Jessica M. Smith is a doctoral student in the Theological Studies course of study of the GDR. Her academic interests center around feminist and womanist scholarship in contemporary Christian theology. She utilizes feminist and womanist literature, feminist theory, and post-structuralist thought as sources for her constructive theological work.  Currently, she is interested in re-imagining angelic revelation as a redemptive epistemology for the transformation of self and community.
Matthew Bersagel Braley is a doctoral student in the Ethics and Society course of study of the Graduate Division of Religion at Emory University. He works at the intersection of religion and global health in Africa and the African Diaspora. He is a member of the African Religious Health Assets Program, an international network of scholars and practitioners employing assets-based development approaches to understand the contribution of religion in healthcare. At Emory he served as executive director of Southern Truth and Reconciliation, a university-community partnership highlighting reconciliation practices of communities confronting legacies of racial violence. Prior to graduate studies, he directed youth programs in churches and other non-profit organizations.
Annie Hardison-Moody is a doctoral student in the Person, Community, and Religious Life course of study in the Graduate Division of Religion at Emory University.

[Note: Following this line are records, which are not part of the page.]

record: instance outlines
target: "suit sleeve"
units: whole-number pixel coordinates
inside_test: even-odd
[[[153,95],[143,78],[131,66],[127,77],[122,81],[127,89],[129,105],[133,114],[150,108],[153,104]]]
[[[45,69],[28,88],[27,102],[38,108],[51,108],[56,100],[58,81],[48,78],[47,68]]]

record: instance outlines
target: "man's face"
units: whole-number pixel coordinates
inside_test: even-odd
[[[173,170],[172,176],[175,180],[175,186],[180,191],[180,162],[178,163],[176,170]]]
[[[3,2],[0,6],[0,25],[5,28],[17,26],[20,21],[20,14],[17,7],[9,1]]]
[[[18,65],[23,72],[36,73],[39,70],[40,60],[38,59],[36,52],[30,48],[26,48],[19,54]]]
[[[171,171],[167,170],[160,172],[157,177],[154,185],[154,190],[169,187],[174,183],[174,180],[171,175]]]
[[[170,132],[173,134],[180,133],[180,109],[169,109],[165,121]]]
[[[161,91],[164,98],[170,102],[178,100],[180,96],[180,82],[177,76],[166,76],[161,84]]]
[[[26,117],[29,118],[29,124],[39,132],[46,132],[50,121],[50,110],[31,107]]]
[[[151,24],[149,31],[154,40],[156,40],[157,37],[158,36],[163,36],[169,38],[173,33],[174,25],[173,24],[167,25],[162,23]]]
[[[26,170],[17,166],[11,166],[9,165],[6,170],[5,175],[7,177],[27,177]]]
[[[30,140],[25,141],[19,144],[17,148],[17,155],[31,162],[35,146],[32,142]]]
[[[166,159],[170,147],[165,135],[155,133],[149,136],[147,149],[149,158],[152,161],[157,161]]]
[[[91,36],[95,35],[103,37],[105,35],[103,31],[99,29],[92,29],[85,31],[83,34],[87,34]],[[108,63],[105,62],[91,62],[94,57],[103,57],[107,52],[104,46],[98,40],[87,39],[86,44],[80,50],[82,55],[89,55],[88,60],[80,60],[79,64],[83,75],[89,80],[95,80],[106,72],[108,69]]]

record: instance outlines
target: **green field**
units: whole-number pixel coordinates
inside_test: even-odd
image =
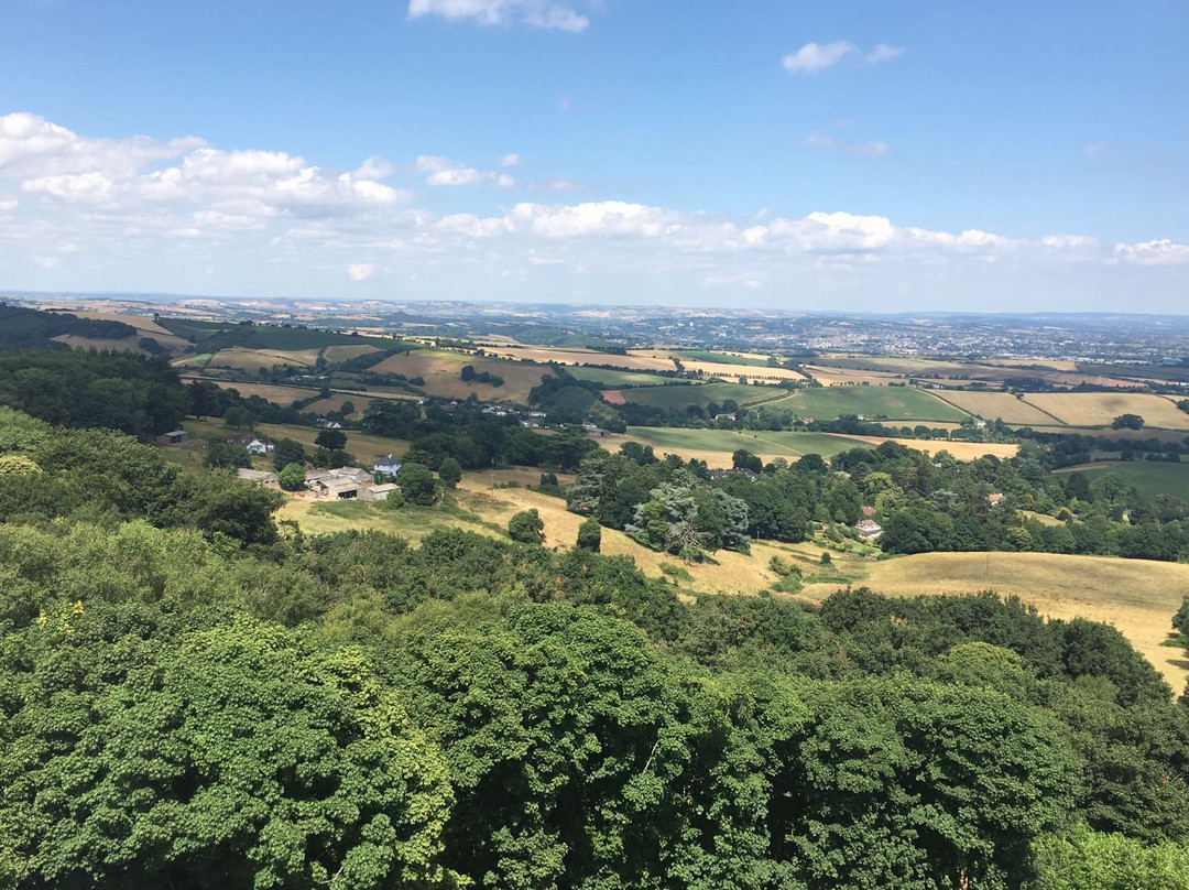
[[[684,408],[686,405],[722,405],[734,399],[740,405],[759,405],[782,399],[785,390],[776,387],[753,387],[746,383],[700,383],[693,387],[640,387],[623,393],[629,402],[650,408]]]
[[[1082,469],[1070,466],[1058,472],[1084,474],[1092,482],[1113,472],[1128,485],[1134,485],[1146,497],[1172,495],[1189,500],[1189,464],[1165,464],[1152,460],[1122,460],[1109,466]]]
[[[735,430],[675,430],[671,427],[629,426],[628,435],[652,445],[658,455],[666,452],[699,456],[705,452],[730,455],[746,449],[766,457],[797,458],[804,455],[829,457],[839,451],[864,447],[864,444],[844,435],[829,433],[737,432]],[[704,459],[704,458],[702,458]],[[713,464],[716,466],[722,464]],[[728,460],[726,465],[730,465]]]
[[[581,368],[577,365],[567,366],[566,371],[574,380],[591,380],[605,383],[608,389],[618,389],[619,387],[663,387],[681,383],[681,381],[672,377],[662,377],[659,374],[647,374],[644,371],[616,371],[605,368]]]
[[[740,364],[749,368],[768,366],[768,361],[765,358],[748,358],[747,356],[732,356],[729,352],[710,352],[703,349],[673,350],[669,355],[691,362],[717,362],[718,364]]]
[[[969,416],[952,405],[911,387],[799,389],[772,405],[817,420],[833,420],[843,414],[862,414],[869,420],[886,415],[888,420],[960,422]]]

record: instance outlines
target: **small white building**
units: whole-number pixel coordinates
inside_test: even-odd
[[[400,491],[401,487],[395,482],[385,482],[382,485],[364,485],[359,489],[360,501],[386,501],[394,491]]]

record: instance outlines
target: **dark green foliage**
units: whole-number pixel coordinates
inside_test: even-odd
[[[188,408],[168,362],[131,352],[0,353],[0,403],[50,424],[119,430],[145,441],[176,430]]]
[[[0,349],[5,350],[65,350],[65,344],[52,339],[63,334],[121,340],[136,333],[132,325],[122,321],[81,319],[64,312],[25,309],[0,302]]]
[[[396,474],[396,483],[401,487],[401,494],[409,503],[429,507],[434,502],[434,475],[424,466],[411,460],[401,464],[401,471]]]
[[[508,537],[518,544],[542,544],[545,541],[545,520],[536,508],[521,510],[508,520]]]
[[[347,434],[341,430],[320,430],[314,444],[327,451],[342,451],[347,447]]]
[[[458,465],[458,460],[447,457],[438,466],[438,478],[448,488],[454,488],[454,485],[463,481],[463,468]]]
[[[306,449],[300,441],[292,439],[281,439],[273,444],[272,468],[281,472],[290,464],[306,464]]]
[[[578,541],[575,546],[579,550],[589,550],[592,553],[599,552],[603,546],[603,526],[598,524],[597,519],[591,516],[583,520],[583,524],[578,526]]]

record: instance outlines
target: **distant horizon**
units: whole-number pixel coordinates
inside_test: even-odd
[[[170,292],[119,292],[119,290],[24,290],[15,288],[4,288],[0,287],[0,301],[6,297],[18,297],[25,300],[32,299],[78,299],[78,300],[111,300],[111,301],[125,301],[125,302],[144,302],[151,303],[153,299],[161,300],[163,302],[180,301],[180,300],[207,300],[214,302],[290,302],[290,303],[329,303],[329,305],[352,305],[352,303],[388,303],[391,306],[402,305],[454,305],[454,306],[524,306],[534,308],[598,308],[598,309],[624,309],[624,311],[666,311],[666,309],[681,309],[688,312],[722,312],[724,314],[729,313],[772,313],[778,315],[809,315],[816,318],[904,318],[904,316],[937,316],[937,318],[1033,318],[1033,316],[1048,316],[1048,315],[1059,315],[1068,318],[1077,316],[1093,316],[1093,318],[1170,318],[1170,319],[1189,319],[1189,312],[1134,312],[1134,311],[1122,311],[1122,309],[1034,309],[1034,311],[1023,311],[1023,309],[897,309],[887,312],[870,312],[860,309],[805,309],[805,308],[782,308],[773,306],[692,306],[682,303],[605,303],[596,301],[533,301],[533,300],[508,300],[508,299],[492,299],[484,300],[482,297],[371,297],[371,296],[251,296],[251,295],[219,295],[219,294],[190,294],[190,293],[170,293]]]
[[[1183,312],[1189,6],[12,0],[23,290]]]

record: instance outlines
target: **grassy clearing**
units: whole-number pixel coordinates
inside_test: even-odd
[[[1165,464],[1151,460],[1103,460],[1090,466],[1070,466],[1058,472],[1078,471],[1092,481],[1108,472],[1134,485],[1141,495],[1172,495],[1189,500],[1189,463]],[[1189,591],[1187,591],[1189,593]]]
[[[472,365],[478,374],[487,371],[504,378],[502,387],[486,383],[464,383],[459,374],[465,365]],[[407,355],[389,356],[371,368],[379,374],[403,374],[405,377],[422,377],[424,390],[446,399],[466,399],[474,393],[479,399],[511,399],[527,403],[529,390],[549,374],[546,365],[524,362],[507,362],[449,350],[414,350]]]
[[[1045,414],[1034,405],[1017,399],[1011,393],[946,390],[940,393],[938,397],[971,414],[977,414],[986,420],[1000,418],[1005,424],[1011,424],[1012,426],[1036,426],[1037,424],[1053,422],[1053,418]]]
[[[839,562],[839,560],[836,560]],[[1172,615],[1189,590],[1189,565],[1055,553],[920,553],[847,563],[851,583],[889,596],[976,594],[1019,596],[1052,618],[1086,618],[1119,628],[1179,692],[1189,678],[1182,650],[1169,639]],[[836,584],[809,584],[822,598]]]
[[[717,364],[738,364],[750,368],[767,368],[768,357],[747,352],[711,352],[700,349],[673,350],[669,355],[677,356],[682,363],[690,362],[713,362]]]
[[[760,455],[765,460],[782,457],[788,460],[803,455],[822,455],[829,457],[847,449],[857,447],[860,443],[845,435],[829,433],[768,433],[736,432],[734,430],[674,430],[669,427],[633,426],[627,435],[610,435],[599,440],[609,451],[617,451],[624,441],[634,440],[652,445],[658,455],[680,455],[681,457],[705,460],[711,468],[729,468],[731,455],[738,449],[747,449],[753,455]]]
[[[1189,431],[1176,402],[1145,393],[1034,393],[1025,399],[1070,426],[1109,426],[1120,414],[1139,414],[1147,426]],[[1143,431],[1140,431],[1143,432]]]
[[[911,387],[820,387],[799,389],[781,399],[781,408],[801,416],[833,420],[843,414],[874,419],[887,416],[898,421],[960,422],[967,413],[935,395]]]
[[[629,402],[652,408],[684,408],[686,405],[705,407],[710,402],[722,405],[724,399],[734,399],[740,405],[760,405],[785,397],[785,390],[775,387],[753,387],[744,383],[698,383],[681,387],[636,387],[623,390]]]
[[[617,371],[606,368],[581,366],[570,366],[566,370],[577,380],[605,383],[608,389],[618,389],[619,387],[663,387],[682,383],[682,381],[672,377],[662,377],[659,374],[646,374],[643,371]]]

Her work navigates the intersections of religion, health and healing, particularly related to women's reproductive health and gender-based violence. She has experience in public health research and practice, which she brings to her theological scholarship. Hardison-Moody's current work is an ethnographic study of women's practices of resistance, survival and care for those who have experienced gender-based violence.